Le nombre de commerçants en ligne a augmenté de 373 %
Le nombre de commerçants en ligne a augmenté de 373 %.    ©Droits réservés
 

À quel niveau avez-vous connu le plus de volume ? 
Une des fonctions de la banque est le crédit. Des clients ont eu droit à des moratoires pour leurs emprunts accordés par la Banque de Maurice ou nos services. Nous avons donc mis en place un programme interne que nous avons développé, à distance, avec la Digital Factory. Sur notre site internet, vous pouvez télécharger facilement des justificatifs de baisse de revenus ou des documents de demande de crédit. À notre niveau, il a été mis en place toute une procédure pour gérer les prises de décision pour les demandes de crédit. Si nos clients n’ont pas eu à se rendre sur place, c’est parce que nous avions déjà investi. Nous avons été capables de produire toute cette procédure en une semaine. Par contre, il y a eu une explosion au niveau de Juice. Les volumes ont crû de 350 % dans les paiements entre clients et commerçants, surtout pour les livraisons à domicile. Le pic a été noté le 21 mai (les supermarchés n’étaient pas encore ouverts - NDLR). Des clients sont venus en agence, surtout ceux qui venaient toucher leurs pensions versées par l’État. De fortes affluences ont été notées en fin de mois. Concernant les cartes, les personnes ne les ont pas tellement utilisées pour des retraits d’argent. Il y a eu beaucoup plus de paiement sans contact dont nous avions augmenté la limite de paiement. Au niveau des entreprises, nous avons été très sollicités pour le paiement des salaires. 

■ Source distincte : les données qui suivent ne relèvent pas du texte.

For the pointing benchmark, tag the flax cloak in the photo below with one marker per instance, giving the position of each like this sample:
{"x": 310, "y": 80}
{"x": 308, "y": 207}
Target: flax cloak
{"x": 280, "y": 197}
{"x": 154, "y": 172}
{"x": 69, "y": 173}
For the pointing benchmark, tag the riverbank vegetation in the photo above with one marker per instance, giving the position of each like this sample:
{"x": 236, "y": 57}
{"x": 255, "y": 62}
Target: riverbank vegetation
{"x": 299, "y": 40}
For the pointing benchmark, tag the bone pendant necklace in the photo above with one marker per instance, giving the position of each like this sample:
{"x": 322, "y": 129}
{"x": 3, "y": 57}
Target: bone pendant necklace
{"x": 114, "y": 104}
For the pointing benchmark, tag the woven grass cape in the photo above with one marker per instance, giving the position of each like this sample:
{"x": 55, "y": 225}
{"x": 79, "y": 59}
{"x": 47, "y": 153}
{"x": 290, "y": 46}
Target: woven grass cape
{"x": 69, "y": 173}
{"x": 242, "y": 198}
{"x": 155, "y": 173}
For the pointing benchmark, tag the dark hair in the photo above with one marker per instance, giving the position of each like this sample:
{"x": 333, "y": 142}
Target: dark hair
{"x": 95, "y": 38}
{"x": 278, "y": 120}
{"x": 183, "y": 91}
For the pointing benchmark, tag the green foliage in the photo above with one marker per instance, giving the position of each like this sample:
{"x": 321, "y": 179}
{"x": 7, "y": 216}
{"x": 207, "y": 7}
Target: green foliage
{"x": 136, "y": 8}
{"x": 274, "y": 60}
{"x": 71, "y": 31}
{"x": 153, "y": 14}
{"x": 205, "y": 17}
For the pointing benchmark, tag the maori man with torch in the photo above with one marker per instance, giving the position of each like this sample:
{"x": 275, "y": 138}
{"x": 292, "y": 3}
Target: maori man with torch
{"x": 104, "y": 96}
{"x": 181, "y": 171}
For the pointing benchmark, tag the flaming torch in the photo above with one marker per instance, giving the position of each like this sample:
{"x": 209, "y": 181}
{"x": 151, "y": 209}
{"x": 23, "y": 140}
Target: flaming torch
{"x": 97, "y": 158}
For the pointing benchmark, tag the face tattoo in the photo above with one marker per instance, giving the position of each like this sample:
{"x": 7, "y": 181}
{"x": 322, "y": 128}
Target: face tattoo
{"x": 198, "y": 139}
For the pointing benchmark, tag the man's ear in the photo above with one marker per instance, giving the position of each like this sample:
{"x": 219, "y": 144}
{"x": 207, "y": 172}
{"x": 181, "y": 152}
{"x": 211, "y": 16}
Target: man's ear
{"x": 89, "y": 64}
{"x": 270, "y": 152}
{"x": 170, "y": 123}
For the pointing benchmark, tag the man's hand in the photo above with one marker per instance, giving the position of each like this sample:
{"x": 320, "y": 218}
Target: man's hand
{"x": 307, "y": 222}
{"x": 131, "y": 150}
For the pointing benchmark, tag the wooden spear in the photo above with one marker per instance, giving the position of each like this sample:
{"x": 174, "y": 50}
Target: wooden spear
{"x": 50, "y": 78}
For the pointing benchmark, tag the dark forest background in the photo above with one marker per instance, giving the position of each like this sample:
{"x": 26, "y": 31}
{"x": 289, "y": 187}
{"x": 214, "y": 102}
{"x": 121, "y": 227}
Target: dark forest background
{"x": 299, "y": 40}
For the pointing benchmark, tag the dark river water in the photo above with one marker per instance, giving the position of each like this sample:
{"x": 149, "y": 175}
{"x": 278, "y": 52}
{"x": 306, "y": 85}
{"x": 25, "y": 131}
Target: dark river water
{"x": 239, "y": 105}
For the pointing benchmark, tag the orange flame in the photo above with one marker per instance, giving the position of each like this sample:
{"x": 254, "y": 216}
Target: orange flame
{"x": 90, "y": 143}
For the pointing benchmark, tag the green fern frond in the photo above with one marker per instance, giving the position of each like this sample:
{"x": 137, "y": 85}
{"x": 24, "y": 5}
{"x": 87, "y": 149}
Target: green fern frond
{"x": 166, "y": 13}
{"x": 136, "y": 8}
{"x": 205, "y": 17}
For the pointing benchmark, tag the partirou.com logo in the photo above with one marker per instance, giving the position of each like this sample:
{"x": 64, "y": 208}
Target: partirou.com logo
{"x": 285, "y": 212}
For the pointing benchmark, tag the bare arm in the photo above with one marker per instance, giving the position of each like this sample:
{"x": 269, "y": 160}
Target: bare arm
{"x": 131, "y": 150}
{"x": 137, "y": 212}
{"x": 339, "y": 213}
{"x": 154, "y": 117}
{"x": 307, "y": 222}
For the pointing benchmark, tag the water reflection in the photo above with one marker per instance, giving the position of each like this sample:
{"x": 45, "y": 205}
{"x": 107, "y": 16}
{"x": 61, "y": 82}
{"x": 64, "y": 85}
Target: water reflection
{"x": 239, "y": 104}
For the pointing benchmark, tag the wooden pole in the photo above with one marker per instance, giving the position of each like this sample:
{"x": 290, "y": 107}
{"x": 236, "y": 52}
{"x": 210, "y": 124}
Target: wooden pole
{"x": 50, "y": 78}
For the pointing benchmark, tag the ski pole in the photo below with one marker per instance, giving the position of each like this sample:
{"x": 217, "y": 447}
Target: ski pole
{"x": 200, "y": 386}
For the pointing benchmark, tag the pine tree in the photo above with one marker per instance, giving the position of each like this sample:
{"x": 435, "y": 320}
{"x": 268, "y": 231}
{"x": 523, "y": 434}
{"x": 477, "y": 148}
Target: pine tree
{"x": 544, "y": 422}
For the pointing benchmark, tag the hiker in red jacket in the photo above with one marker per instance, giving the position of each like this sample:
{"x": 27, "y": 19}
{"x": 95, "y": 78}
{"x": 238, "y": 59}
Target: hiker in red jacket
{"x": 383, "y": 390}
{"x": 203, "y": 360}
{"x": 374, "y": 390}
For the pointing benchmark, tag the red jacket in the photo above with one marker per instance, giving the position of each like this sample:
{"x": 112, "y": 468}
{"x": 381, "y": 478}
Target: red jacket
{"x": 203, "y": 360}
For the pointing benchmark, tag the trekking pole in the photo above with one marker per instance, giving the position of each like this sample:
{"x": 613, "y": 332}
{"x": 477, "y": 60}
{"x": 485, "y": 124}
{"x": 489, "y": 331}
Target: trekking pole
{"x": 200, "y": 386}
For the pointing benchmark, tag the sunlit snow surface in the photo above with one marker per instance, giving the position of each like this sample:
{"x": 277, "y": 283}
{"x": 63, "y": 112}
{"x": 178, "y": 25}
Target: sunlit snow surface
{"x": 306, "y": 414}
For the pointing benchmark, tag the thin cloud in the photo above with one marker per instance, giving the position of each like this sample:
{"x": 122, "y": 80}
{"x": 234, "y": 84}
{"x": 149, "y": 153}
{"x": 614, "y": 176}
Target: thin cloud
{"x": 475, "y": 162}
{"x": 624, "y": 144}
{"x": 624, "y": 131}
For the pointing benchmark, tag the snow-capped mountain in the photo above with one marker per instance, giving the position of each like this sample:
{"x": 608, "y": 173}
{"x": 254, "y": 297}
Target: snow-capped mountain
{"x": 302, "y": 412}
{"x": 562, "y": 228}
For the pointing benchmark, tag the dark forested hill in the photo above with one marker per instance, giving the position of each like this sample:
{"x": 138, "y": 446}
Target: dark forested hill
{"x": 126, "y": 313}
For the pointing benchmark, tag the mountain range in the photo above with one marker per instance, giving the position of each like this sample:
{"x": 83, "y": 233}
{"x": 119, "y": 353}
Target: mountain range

Vous venez de lancer Juice Pro, une version de Juice destinée aux PME - une première. Est-ce la crise de la covid-19 qui a précipité les choses ? 
Le lancement n’a pas été accéléré et nous n’avons pas enregistré de retard malgré le fait de travailler à la maison. Notre process et notre manière de travailler sont assez résilients pour nous permettre de respecter nos objectifs. Le lancement était prévu début juin même si nous n’avions pas prévu la covid-19 évidemment… 

Évolution des transactions

Le partenariat MCB-my.t money toujours en gestation
 
Lancé en grandes pompes en 2019 par Mauritius Telecom (l’opérateur historique de télécommunications), my.t money est le premier portefeuille électronique de l’île. Les clients de la SBM (la deuxième banque du marché), de Bank One et de la Maubank peuvent l’alimenter directement via leurs comptes. Étonnamment, les clients de la MCB, pourtant leader du marché, ne le peuvent pas... pour le moment. Pourtant, lors du confinement, my.t money a annoncé qu’il serait dorénavant possible d’alimenter le portefeuille électronique, mais via une manipulation assez fastidieuse puisqu’il faut transférer l’argent d’un compte MCB à un autre compte MCB, celui de Mauritius Telecom. Cela en utilisant l’application Juice mais en mentionnant le numéro de téléphone lié au compte my.t money sur la description de la transaction. My.t money, après avoir accusé réception de la somme d’argent sur le compte pendant les heures de bureau, alimente ensuite le portefeuille du numéro de téléphone envoyé. « Il y a des réconciliations (bancaires) à faire. Nous sommes en cours d’intégration pour permettre aux utilisateurs de transférer directement leur argent vers les portefeuilles », explique Vincent Chatard. 
La transition vers les paiements par voie numérique
 
« La crise de la covid-19 a accéléré le mouvement vers les paiements digitaux, mais ils n’ont pas encore supplanté le cash. Pendant le mois d’avril, nous avons noté une baisse de 53 % des retraits d’espèces aux GAB (Guichets automatiques de banque) par rapport à la même période en 2019. Mais nous étions en confinement total. D’ailleurs, dès le mois de mai, cette baisse a été bien moindre (-16 %). Et en termes de valeur, les retraits d’espèces demeurent supérieurs aux paiements digitaux », avance Stéphanie Ng Tseung-Yue, responsable du département des cartes à la MCB. 
Le paiement sans contact
 

La MCB a augmenté les limites de ce mode de paiement de 500 à 2 500 roupies (11,1 à 55,6 euros) par transaction. « Le nombre de paiements sans contact a plus que quadruplé dans les supermarchés et les pharmacies pendant la période de confinement », précise Stéphanie Ng Tseung-Yue, responsable du département des cartes à la MCB . Quant au nombre d’utilisateurs, il a augmenté de 50 %.